OTTAWA, Sept. 11 (Xinhua) -- Canadian Prime Minister Justin Trudeau on Wednesday announced the kickoff of a 40-day election campaign that will culminate on Oct. 21 when Canadians will decide whether his Liberal Party will receive a second four-year term in office in the country's 43rd general election.

In 2015, Trudeau had everything to gain. The Liberals he has led since 2013 began one of the longest election campaigns in Canadian history with a duration of 78 days, and ended on Oct. 19, forming the government with a majority of 184 seats in the 338-seat House of Commons.

In 2019, Trudeau has much to lose and kicked off the Liberal Party's bid for re-election by reminding voters why they turned their back on the Conservatives led by his prime ministerial predecessor Stephen Harper, whose austerity policy stalled economic growth and job creation in the country.

His Liberals, he told reporters and supporters in the national capital on Wednesday, have helped reduce the national unemployment rate to 5.7 percent last month, a four-decade low, with the creation of over a million new jobs over the past four years.

The 47-year-old prime minister, however, faces troubles in other areas following new revelations regarding the SNC-Lavalin scandal, which has dogged his government for most of this year.

Canadian daily newspaper The Globe and Mail broke the story in early 2019 about political interference from Trudeau and his officials in the criminal prosecution of the Canadian construction giant SNC-Lavalin, reported Tuesday that his government was hindering a Royal Canadian Mounted Police probe into possible obstruction of justice.

Trudeau deflected the matter as a decision made by "public servants." But the broader issue of trust and ethics will dog him during the campaign as it did at the start when opposition Conservative Leader Andrew Scheer said that the SNC scandal, over which Trudeau became the first Canadian prime minister to have been found in violation of the country's conflict-of-interest law a second time, illustrated how the Liberal leader "has lost the moral authority to govern."

As the prime minister, Trudeau will also have to defend his record in office against the backdrop of his 2015 electoral victory when he heralded a "sunny ways" new era of change and hope for Canada.

His opponents in the 2019 campaign will remind voters of Trudeau's unfulfilled promises, such as the Liberals' commitment to introduce electoral forum and end the first-past-the-post system in which parties like his can win a majority of House of Commons seats without a majority of the popular vote.

For Trudeau, there is no shortage of issues involving those which fell short of expectations. The list includes his government's climate-change policy that set the same greenhouse-gas emission target for 2030 as Harper did, as well as the lack of progress regarding efforts to promote the reconciliation with Canada's indigenous peoples.

While Trudeau invoked Harper's name at the campaign launch, it is Scheer whom Trudeau will have to deal with during what is shaping up to become one of the tightest races.

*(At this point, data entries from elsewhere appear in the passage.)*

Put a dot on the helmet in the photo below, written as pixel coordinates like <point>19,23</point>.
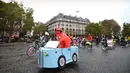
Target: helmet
<point>46,33</point>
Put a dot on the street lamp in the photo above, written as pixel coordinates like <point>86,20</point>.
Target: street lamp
<point>78,22</point>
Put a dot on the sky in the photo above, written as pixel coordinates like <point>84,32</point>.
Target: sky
<point>94,10</point>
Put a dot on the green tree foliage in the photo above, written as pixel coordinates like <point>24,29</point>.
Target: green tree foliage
<point>126,29</point>
<point>105,27</point>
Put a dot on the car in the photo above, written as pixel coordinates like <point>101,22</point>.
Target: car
<point>50,56</point>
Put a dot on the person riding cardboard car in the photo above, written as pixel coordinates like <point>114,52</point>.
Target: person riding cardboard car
<point>65,41</point>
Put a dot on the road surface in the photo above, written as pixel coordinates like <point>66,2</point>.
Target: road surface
<point>13,59</point>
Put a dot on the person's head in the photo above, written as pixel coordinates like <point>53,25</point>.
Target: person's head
<point>58,31</point>
<point>46,34</point>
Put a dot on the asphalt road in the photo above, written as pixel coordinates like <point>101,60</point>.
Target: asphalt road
<point>13,59</point>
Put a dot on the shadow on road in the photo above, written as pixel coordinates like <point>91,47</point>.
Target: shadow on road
<point>57,70</point>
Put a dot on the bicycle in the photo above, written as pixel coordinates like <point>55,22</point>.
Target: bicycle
<point>32,50</point>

The latest public opinion polls show that the Liberals and Conservatives are tied in popular support, with the governing Liberals poised to win the most seats of House of Commons in Canada's first-past-the-post electoral system, but likely less than those secured in 2015.

The other threat facing Trudeau and his Liberals comes from Canadians who favored them four years ago but might this year prefer to place their votes with another progressive party, such as the left-of-center New Democratic Party or the Green Party.

Neither of those two could form a government. But each could syphon support from the Grits and that vote-splitting could propel the Tories to victory.

Yet the Trudeau team's strategy seems to be streaming in a solo direction during this campaign.

While the three main opposition party leaders will outline their visions on the economy, foreign policy, indigenous issues, and energy and the environment in a televised debate Thursday evening from Toronto, the prime minister will be attending campaign rallies in the western province of Alberta, where the Liberals will face one of their biggest threats at the ballot box day next month.